«Como se não houvesse já um abuso generalizado da recolha de imagens no espaço público e a absoluta ausência de verificação da legalidade dos sistemas (graças à diluição de competências da autoridade responsável), o Governo demissionário quis criar uma verdadeira sociedade controlada, à boa imagem da ditadura chinesa. Para isso tentou passar uma lei absolutamente abusiva que só se alterou na especialidade graças à quantidade de pareceres humilhantes que recebeu. Mas fica o registo da tentativa – e da aceitação acéfala – que a maioria dos deputados fez deste projeto que dava às forças de segurança o controlo de um dos melhores mecanismos para minar a democracia e as liberdades individuais.

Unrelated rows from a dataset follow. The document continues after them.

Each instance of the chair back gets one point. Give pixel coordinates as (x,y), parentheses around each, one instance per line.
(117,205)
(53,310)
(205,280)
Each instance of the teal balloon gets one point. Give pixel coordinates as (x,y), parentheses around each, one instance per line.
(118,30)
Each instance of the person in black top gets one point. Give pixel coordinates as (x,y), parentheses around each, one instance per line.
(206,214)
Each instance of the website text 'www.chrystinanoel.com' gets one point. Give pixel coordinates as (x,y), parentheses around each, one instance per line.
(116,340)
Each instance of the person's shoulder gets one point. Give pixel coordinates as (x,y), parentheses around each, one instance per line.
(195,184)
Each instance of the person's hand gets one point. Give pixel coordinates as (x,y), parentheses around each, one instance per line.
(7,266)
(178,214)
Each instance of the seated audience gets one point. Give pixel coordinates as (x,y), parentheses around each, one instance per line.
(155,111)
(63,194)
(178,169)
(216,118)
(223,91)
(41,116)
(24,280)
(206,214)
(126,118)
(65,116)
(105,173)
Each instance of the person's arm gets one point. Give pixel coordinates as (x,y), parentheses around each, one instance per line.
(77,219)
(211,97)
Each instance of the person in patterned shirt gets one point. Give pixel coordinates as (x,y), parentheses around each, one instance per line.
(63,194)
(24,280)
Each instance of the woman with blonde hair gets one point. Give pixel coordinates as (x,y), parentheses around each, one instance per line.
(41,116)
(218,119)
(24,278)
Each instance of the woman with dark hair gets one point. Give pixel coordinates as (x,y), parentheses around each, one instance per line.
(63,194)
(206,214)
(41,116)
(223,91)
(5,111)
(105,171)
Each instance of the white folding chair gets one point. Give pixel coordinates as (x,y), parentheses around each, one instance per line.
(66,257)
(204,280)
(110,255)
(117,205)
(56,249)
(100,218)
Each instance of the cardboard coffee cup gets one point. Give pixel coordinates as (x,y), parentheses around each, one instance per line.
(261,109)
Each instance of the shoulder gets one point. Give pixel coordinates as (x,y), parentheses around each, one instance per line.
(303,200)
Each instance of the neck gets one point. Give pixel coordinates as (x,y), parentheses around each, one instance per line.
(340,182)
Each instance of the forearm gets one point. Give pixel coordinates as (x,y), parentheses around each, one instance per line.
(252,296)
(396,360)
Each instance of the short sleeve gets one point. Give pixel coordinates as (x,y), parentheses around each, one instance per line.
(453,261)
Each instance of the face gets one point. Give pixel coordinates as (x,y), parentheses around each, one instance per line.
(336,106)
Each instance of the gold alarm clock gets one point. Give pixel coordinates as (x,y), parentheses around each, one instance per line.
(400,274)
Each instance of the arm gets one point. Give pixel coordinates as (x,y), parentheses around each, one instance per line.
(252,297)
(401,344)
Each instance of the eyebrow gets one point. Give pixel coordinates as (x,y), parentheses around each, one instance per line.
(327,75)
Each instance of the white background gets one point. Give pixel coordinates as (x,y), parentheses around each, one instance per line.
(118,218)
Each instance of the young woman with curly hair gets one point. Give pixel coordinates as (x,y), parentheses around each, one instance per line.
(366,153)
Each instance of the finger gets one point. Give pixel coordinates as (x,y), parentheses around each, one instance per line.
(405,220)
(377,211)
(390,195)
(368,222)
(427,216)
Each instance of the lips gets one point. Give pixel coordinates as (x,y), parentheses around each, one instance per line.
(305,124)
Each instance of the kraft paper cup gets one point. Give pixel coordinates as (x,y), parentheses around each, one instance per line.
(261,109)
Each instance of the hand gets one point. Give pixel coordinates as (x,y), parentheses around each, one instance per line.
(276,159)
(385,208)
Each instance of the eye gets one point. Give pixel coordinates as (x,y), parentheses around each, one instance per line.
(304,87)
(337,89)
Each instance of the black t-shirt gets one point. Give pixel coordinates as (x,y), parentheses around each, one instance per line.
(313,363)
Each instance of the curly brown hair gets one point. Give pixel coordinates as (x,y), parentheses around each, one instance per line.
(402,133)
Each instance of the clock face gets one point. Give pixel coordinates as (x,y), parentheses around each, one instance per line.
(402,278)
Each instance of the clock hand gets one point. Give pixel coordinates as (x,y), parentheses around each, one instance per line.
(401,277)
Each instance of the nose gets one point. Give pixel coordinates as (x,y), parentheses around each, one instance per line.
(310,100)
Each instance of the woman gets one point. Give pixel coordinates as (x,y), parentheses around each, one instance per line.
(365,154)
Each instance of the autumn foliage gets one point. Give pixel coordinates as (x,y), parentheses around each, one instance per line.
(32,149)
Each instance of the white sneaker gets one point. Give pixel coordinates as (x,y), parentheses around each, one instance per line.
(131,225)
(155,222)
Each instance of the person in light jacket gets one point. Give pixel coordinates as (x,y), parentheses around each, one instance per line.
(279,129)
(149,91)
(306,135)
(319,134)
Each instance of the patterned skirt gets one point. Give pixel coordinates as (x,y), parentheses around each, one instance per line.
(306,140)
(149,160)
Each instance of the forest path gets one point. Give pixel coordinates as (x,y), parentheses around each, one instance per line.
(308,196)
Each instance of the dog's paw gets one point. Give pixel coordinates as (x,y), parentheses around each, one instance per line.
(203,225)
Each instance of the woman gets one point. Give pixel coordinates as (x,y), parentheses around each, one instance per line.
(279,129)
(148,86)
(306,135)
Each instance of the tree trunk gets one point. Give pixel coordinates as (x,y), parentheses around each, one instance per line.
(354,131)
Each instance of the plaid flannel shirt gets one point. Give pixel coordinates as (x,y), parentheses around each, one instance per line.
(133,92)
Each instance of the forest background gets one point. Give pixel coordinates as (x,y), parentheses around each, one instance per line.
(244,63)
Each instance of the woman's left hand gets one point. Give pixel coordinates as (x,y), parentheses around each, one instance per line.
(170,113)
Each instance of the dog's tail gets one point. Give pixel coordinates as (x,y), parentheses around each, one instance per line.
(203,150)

O projeto foi reduzido à utilização de imagens recolhidas por drones e por agentes da autoridade no exercício de funções. Mas a verdade é que o número de câmaras no espaço público cresce sem controlo e pouco ou nada se sabe sobre a forma como os registos são armazenados – e esta lei, que agora foi aprovada, vem simplesmente agravar o problema. O texto é propositadamente ambíguo, para permitir interpretações que conduzam facilmente ao abuso das liberdades. (...)

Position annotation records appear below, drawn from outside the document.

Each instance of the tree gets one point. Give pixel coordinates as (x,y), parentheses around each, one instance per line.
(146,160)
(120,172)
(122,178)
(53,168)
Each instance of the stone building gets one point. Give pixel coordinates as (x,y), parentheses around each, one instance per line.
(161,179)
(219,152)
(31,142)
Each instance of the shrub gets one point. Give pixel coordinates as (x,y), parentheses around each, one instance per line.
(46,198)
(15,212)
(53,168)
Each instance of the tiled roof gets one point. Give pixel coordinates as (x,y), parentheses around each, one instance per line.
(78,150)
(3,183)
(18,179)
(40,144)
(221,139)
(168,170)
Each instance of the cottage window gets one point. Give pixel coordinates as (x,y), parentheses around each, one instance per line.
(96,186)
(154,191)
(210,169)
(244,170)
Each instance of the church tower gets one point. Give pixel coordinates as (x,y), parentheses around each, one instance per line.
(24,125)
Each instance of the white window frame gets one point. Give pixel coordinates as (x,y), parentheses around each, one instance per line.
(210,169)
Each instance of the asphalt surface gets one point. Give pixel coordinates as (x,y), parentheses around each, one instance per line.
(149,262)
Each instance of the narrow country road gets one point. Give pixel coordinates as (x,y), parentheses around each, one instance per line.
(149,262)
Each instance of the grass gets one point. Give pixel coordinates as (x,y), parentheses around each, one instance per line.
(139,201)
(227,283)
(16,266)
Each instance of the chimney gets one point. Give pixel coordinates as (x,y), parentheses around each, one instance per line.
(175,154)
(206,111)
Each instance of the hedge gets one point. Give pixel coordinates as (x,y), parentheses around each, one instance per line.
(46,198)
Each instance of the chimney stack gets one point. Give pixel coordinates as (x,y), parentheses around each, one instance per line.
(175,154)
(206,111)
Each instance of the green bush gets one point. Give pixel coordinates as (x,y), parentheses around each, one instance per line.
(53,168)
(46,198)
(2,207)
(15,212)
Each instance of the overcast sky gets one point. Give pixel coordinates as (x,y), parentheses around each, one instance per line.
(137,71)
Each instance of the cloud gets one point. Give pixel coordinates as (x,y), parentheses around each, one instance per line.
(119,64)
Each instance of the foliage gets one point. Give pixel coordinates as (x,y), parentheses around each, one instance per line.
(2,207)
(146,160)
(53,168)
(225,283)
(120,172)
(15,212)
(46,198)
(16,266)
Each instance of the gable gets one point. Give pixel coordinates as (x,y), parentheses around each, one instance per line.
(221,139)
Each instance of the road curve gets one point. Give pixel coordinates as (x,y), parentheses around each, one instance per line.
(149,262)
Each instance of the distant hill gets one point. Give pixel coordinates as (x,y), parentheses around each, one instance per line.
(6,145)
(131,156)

Mas a lei original, que passou no Parlamento, era muito pior. A lei original tornava todo e qualquer espaço público alvo de videovigilância, sem respeito pelas liberdades individuais nem proteção dos cidadãos. Pior, permitia a que se usasse inteligência artificial e se fizesse a recolha de dados biométricos. (...)
Toda a discussão foi feita em tempo recorde, com desprezo absoluto pelos princípios democráticos. (...)
É difícil saber se os deputados deixaram passar este monumento à ditadura por absoluta ignorância ou por influência de um qualquer lobby securitário liderado por um ministério da Administração Interna que vê ameaças onde elas não existem. (...)»
António Costa, o inesperado big brother, Diogo Queiroz de Andrade no Jornal Eco
NOTA: Na verdade este episódio é principalmente vergonhoso para o PS (exceptuando Cláudia Santos e Isabel Moreira que votaram contra), cujo governo apresentou o projecto de lei. Mas não exclusivamente, porque, além das duas deputadas PS, só votaram contra a aprovação na generalidade BE, PCP, PEV e IL (ver Projeto de Resolução 119/XIV/1), uma votação que é um exemplo das limitações da visão unidimensional esquerda-direita.